A high graft failure rate due to low stem cell dose and high treatment-related mortality have historically been the major pitfalls of myeloablative adult umbilical cord blood transplantation. The goal of this phase II clinical trial was to identify an approach that addresses both of these problems. There is compelling evidence that increasing the cell dose with the use of two partially matched UCB grafts reduces the graft failure rate. While non-myeloablative preparative regimens reduce treatment-related mortality, many patients with high-risk hematologic malignancies may be at increased risk for disease relapse following transplantation. Recently, myeloablative Bu/Flu has gained acceptance as an alternative to standard myeloablative regimens due to published treatment related mortality (TRM) rates as low as 3%. We recently reported an 80% graft failure rate when Bu 130mg/m2 daily × 4 and Flu 160mg/m2 is followed by dual UCB transplantation in adult recipients (Horwitz et al. BBMT 2008). We now report early results of a concurrent cohort of patients, treated on the same prospective clinical trial, who were prepared with myeloablative TBI (1350cGy)/Flu (160mg/m2).
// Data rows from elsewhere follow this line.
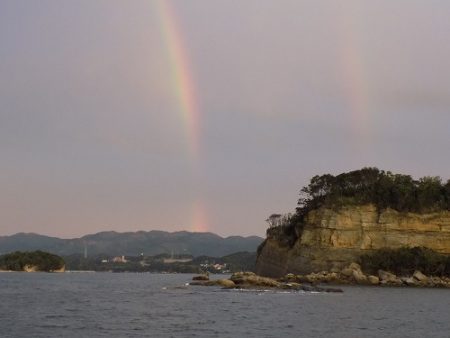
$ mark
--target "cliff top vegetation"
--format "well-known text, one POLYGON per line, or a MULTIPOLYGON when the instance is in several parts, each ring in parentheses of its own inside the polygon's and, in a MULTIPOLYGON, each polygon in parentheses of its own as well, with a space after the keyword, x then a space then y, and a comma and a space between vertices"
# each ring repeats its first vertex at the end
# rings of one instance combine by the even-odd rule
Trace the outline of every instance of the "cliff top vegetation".
POLYGON ((300 191, 297 215, 320 207, 374 204, 378 209, 427 213, 450 210, 450 180, 393 174, 378 168, 362 168, 337 176, 314 176, 300 191))

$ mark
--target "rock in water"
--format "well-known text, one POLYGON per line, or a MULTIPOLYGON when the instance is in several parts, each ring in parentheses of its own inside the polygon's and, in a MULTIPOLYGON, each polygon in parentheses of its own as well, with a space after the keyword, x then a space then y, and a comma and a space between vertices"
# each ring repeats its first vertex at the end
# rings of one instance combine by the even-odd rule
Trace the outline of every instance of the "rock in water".
POLYGON ((253 272, 235 273, 230 277, 230 280, 232 280, 236 285, 242 287, 279 287, 281 285, 281 283, 276 281, 275 279, 257 276, 253 272))
POLYGON ((232 289, 236 287, 236 284, 230 279, 216 279, 216 280, 210 280, 206 281, 206 286, 221 286, 226 289, 232 289))
POLYGON ((192 277, 192 280, 209 280, 209 276, 208 275, 198 275, 198 276, 192 277))

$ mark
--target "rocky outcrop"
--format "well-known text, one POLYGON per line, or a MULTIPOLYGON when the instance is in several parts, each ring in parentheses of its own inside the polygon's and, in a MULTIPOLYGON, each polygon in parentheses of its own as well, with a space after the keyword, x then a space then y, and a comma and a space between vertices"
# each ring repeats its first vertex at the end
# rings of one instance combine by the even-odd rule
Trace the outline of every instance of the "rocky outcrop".
POLYGON ((61 268, 55 269, 55 270, 51 270, 50 272, 66 272, 66 266, 63 265, 61 268))
POLYGON ((24 272, 36 272, 36 271, 39 271, 39 270, 38 270, 38 267, 36 265, 28 265, 28 264, 26 264, 23 267, 23 271, 24 272))
MULTIPOLYGON (((295 280, 294 275, 292 278, 295 280)), ((194 277, 195 278, 195 277, 194 277)), ((198 280, 193 279, 192 286, 220 286, 224 289, 250 289, 250 290, 292 290, 292 291, 316 291, 316 292, 342 292, 337 288, 325 288, 312 285, 304 285, 300 282, 281 278, 279 280, 262 277, 254 272, 236 272, 229 279, 198 280)))
POLYGON ((400 213, 373 205, 321 208, 308 213, 293 245, 287 242, 268 235, 257 258, 259 275, 341 271, 382 248, 426 247, 450 254, 450 212, 400 213))
POLYGON ((192 280, 209 280, 209 276, 208 275, 198 275, 198 276, 194 276, 192 278, 192 280))
POLYGON ((292 273, 280 278, 279 282, 317 284, 347 284, 347 285, 377 285, 377 286, 414 286, 450 288, 450 278, 426 276, 421 271, 415 271, 412 276, 397 276, 389 271, 378 270, 378 276, 366 275, 359 264, 351 263, 338 272, 312 272, 307 275, 292 273))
Methods: 16 patients with a median age of 35 (range 21–55) signed consent for the trial. All patients had high risk hematologic malignancies including AML(CR2) 7, ALL(CR1 or CR2) 4, MDS 2, NHL 3. The UCB grafts were at least 4 of 6 matched (antigen level class I, allele level class II) with the recipient and 3 of 6 matched with each other. Each graft contained a minimum cell dose of 1.5 × 107/kg providing a minimum combined total nucleated cell dose of 3 × 107/kg. Tacrolimus and mycophenolate mofetil were used for GvHD prophylaxis and G-CSF was administered until the neutrophil count exceeded 1000/mm3. Voriconazole, acyclovir and ciprofloxacin were used as anti-infective prophylaxis for at least 3 months post transplantation.

Results: With a median follow-up of 15 months, the Kaplan-Meier event-free and overall survival is 61% and 56%, respectively. Three patients experienced graft failure. Hematopoiesis was restored in all three patients with either autologous (2) or allogeneic (1) hematopoietic stem cells. The remainder of patients evaluable for engraftment (competing risk; relapse) achieved >90% donor myeloid chimerism from a single dominant UCB graft. The cumulative incidence of neutrophil engraftment (ANC>500) and platelet engraftment (>50K) is 79% and 75%, respectively. The median time to neutrophil and platelet engraftment was 27 days and 47 days, respectively. Toxic death occurred in 2 patients, resulting in a treatment-related mortality at 6 months of only 9%. In summary, the combination of myeloablative TBI and fludarabine is superior to Bu/Flu in the setting of umbilical cord blood transplantation. This is likely attributable to more effective host immunosuppression provided by the TBI. Acute GvHD occurred in 4 of 9 patients at risk for this complication (Grade II-3, Grade III-1). Chronic GvHD occurred in 2 patients (limited-1, extensive-1). Like the Bu/Flu regimen, we find the TBI/Flu regimen to be well tolerated, resulting in a notably low treatment-related mortality rate compared to more conventional myeloablative drug combinations.

Conclusion: We find the approach consisting of myeloablative TBI/Flu preparation followed by dual umbilical cord blood transplantation in adult patients to be promising and worthy of further investigation.

Disclosures: Off Label Use: Fludarabine is used as part of the stem cell transplant conditioning regimen.